The U.S. owns almost 50 times as many LEO communication satellites as Russia, and almost 90 times more than China, according to UCS.

Building on this data, Interos has created a satellite concentration and diversification metric. The metric demonstrates the resilience the U.S. has in this area, with extremely high satellite diversification, whereas Russia and China are both rated a high concentration risk.

This is good news for supply chains in the U.S., but those in less diversified areas may increasingly be more prone to internet disruptions or complete blackouts.

Taiwan has just one GEO communications satellite, through a joint venture with Singapore’s telecoms provider, while Ukraine doesn’t own any and relies on those of its allies.

Communications Satellites Owned by Selected Countries.

While Considering Future Satellite Trends, Beware Single Sources in Space

Aside from the potential for cyber interference in this newly critical and rapidly expanding infrastructure, from a supply chain perspective the main risk is arguably the extreme concentration of suppliers.

At present, Starlink is a de facto monopoly for customers outside of China and Russia, because of its dominance of launch capacity. Its Falcon 9 rockets took off more than 60 times last year and each is capable of carrying over 50 LEO satellites.

Rivals Blue Origin, owned by Jeff Bezos, the United Launch Alliance – a joint venture between Boeing and Lockheed Martin – and France’s Arianespace are all in the process of readying new rockets.

UK-based OneWeb – which partners with France’s Eutelsat and Airbus – is currently dependent on SpaceX after its access to Russian launch facilities was scuppered last year. And Virgin Orbit last month failed in its inaugural attempt to launch nine LEO satellites from British soil using a rocket mounted below a reconfigured 747.

Interos has implemented a new satellite concentration risk score, which evaluates the concentration of accessible communication satellites in a country. A country with more satellites or increased access receives a high score and has less risk of satellite disruptions. This score currently shows France as being very high risk – even higher than Russia and China – whereas the UK is medium risk. However, diversification should be an important objective for these and other countries over the next few years.

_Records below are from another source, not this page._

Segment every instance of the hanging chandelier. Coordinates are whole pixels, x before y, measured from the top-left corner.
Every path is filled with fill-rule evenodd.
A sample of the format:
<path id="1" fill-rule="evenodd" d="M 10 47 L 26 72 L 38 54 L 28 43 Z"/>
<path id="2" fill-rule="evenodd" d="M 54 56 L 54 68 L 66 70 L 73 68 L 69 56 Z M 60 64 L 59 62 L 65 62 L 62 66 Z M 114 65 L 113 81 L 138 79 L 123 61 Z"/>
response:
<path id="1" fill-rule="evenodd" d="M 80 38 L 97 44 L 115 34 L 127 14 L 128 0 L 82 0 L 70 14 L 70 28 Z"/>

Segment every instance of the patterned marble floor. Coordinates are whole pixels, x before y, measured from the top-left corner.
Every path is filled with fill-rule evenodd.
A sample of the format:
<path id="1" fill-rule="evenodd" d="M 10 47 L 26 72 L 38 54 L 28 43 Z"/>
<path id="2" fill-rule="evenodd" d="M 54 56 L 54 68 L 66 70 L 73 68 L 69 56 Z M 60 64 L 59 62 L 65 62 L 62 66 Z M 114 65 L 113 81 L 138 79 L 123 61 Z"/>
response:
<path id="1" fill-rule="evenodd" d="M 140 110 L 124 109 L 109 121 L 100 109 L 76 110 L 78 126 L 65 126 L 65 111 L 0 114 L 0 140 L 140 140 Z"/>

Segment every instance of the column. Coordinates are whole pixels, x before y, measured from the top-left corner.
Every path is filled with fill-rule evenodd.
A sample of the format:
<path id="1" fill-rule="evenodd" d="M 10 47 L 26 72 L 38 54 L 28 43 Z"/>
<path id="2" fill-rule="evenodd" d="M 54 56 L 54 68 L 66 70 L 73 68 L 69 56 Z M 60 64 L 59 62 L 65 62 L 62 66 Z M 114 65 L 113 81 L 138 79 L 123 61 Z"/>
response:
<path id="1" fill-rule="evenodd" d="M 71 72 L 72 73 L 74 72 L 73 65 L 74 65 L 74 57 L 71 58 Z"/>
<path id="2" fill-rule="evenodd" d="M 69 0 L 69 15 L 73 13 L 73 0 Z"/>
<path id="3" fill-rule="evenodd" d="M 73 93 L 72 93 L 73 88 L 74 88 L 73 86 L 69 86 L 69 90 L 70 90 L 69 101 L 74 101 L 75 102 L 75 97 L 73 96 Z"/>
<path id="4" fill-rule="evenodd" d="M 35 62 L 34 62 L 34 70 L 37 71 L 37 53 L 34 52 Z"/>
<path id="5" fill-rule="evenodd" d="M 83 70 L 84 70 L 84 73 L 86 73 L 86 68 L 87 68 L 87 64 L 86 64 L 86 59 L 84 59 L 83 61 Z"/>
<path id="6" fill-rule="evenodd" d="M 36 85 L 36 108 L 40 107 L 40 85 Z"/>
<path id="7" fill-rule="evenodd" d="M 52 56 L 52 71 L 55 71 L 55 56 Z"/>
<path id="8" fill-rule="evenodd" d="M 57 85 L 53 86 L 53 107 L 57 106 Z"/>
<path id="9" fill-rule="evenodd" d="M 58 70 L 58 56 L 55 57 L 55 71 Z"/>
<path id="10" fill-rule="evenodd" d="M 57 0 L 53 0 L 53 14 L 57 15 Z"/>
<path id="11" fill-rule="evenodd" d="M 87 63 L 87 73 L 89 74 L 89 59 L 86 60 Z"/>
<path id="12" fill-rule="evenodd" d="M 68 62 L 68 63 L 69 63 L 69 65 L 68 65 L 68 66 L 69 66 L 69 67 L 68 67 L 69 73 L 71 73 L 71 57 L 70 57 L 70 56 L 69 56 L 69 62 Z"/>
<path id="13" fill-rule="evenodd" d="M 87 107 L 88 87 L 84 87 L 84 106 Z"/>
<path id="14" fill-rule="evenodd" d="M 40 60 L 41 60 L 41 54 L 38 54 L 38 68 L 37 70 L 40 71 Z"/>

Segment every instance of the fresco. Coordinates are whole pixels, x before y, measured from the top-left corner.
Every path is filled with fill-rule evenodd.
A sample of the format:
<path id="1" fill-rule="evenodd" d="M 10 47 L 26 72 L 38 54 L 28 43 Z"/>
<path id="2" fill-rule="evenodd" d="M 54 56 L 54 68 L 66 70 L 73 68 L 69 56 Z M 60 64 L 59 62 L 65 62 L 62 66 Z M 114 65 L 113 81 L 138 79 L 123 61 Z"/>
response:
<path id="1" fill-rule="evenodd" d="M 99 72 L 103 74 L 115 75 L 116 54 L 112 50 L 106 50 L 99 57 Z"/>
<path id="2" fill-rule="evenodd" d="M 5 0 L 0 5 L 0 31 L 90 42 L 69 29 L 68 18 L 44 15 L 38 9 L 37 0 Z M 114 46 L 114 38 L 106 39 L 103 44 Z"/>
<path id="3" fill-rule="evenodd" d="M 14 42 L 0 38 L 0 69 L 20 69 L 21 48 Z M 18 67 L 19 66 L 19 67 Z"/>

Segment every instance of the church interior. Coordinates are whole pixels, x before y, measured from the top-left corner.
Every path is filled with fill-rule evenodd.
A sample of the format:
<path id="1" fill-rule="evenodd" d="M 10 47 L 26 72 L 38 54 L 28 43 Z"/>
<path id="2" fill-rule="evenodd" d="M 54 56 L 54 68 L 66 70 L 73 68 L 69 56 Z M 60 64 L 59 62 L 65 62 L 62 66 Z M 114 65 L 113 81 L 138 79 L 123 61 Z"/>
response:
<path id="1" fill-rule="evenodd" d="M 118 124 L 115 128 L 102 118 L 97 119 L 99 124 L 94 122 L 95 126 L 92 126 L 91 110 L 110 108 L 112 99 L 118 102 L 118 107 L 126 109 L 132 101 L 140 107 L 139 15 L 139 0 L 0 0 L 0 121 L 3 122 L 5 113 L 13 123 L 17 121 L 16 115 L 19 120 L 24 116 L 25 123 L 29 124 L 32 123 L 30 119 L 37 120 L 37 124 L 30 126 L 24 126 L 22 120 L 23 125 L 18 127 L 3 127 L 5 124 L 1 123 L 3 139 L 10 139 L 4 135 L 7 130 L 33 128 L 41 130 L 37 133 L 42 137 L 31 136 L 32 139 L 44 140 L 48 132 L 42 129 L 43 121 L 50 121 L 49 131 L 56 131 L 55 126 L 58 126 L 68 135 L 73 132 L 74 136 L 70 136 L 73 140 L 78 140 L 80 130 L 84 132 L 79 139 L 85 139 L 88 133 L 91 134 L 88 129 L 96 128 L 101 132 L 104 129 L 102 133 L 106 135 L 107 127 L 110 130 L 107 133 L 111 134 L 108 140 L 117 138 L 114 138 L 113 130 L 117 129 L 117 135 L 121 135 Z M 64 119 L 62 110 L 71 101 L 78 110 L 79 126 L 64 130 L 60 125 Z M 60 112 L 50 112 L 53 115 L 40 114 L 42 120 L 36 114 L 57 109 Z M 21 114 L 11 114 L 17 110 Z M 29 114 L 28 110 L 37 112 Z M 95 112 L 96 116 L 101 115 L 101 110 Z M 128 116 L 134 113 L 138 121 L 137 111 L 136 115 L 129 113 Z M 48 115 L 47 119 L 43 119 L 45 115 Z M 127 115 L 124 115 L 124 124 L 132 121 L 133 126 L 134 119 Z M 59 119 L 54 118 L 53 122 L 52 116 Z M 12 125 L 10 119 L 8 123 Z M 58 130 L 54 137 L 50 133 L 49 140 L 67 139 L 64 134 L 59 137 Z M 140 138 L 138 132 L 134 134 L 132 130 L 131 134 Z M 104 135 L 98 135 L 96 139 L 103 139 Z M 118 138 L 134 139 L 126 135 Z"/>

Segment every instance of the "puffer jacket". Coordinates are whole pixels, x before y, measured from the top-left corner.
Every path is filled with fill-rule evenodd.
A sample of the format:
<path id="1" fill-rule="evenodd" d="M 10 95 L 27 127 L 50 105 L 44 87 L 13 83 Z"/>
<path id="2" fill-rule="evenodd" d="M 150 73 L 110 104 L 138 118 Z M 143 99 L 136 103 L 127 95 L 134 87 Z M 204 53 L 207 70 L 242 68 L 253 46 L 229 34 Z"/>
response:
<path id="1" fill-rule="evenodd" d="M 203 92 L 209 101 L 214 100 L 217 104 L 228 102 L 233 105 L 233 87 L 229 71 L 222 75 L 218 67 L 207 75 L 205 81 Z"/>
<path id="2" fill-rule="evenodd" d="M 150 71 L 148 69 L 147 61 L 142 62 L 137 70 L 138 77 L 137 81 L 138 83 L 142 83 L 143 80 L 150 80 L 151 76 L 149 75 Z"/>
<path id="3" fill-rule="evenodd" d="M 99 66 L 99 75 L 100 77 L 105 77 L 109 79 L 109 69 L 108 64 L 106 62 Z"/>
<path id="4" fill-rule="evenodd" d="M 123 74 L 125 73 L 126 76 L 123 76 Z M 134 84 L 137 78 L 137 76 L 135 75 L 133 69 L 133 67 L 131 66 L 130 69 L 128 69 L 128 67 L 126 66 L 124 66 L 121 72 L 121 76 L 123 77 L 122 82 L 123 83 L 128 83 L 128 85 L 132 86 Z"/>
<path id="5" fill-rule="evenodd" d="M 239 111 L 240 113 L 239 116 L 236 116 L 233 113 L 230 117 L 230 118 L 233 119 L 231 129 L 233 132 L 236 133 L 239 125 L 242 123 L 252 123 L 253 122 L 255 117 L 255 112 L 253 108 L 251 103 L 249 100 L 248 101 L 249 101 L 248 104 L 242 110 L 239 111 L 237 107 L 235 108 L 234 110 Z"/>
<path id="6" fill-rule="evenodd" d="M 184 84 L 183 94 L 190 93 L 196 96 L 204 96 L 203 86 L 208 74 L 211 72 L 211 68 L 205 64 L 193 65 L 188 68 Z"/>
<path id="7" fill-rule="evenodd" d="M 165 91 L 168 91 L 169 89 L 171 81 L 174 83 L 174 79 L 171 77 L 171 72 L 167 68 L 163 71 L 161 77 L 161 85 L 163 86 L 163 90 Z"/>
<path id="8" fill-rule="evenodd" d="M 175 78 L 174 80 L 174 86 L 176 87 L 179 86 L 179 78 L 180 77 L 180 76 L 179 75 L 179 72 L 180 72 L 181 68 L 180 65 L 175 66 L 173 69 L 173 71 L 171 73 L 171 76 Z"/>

While industry analysts expect there to be four or five active competitors in this global market eventually, for now SpaceX can call the shots.

For example, although it abandoned a suggestion in October that it would start charging Ukraine for its services, it has restricted use of its network in Russian-occupied territory such as Crimea, according to The Economist.

Government, military and commercial procurement chiefs would therefore be wise not to put all of their bets in this new space race on Mr. Musk’s satellite network, which may well become the next frontier in supply chain concentration risk.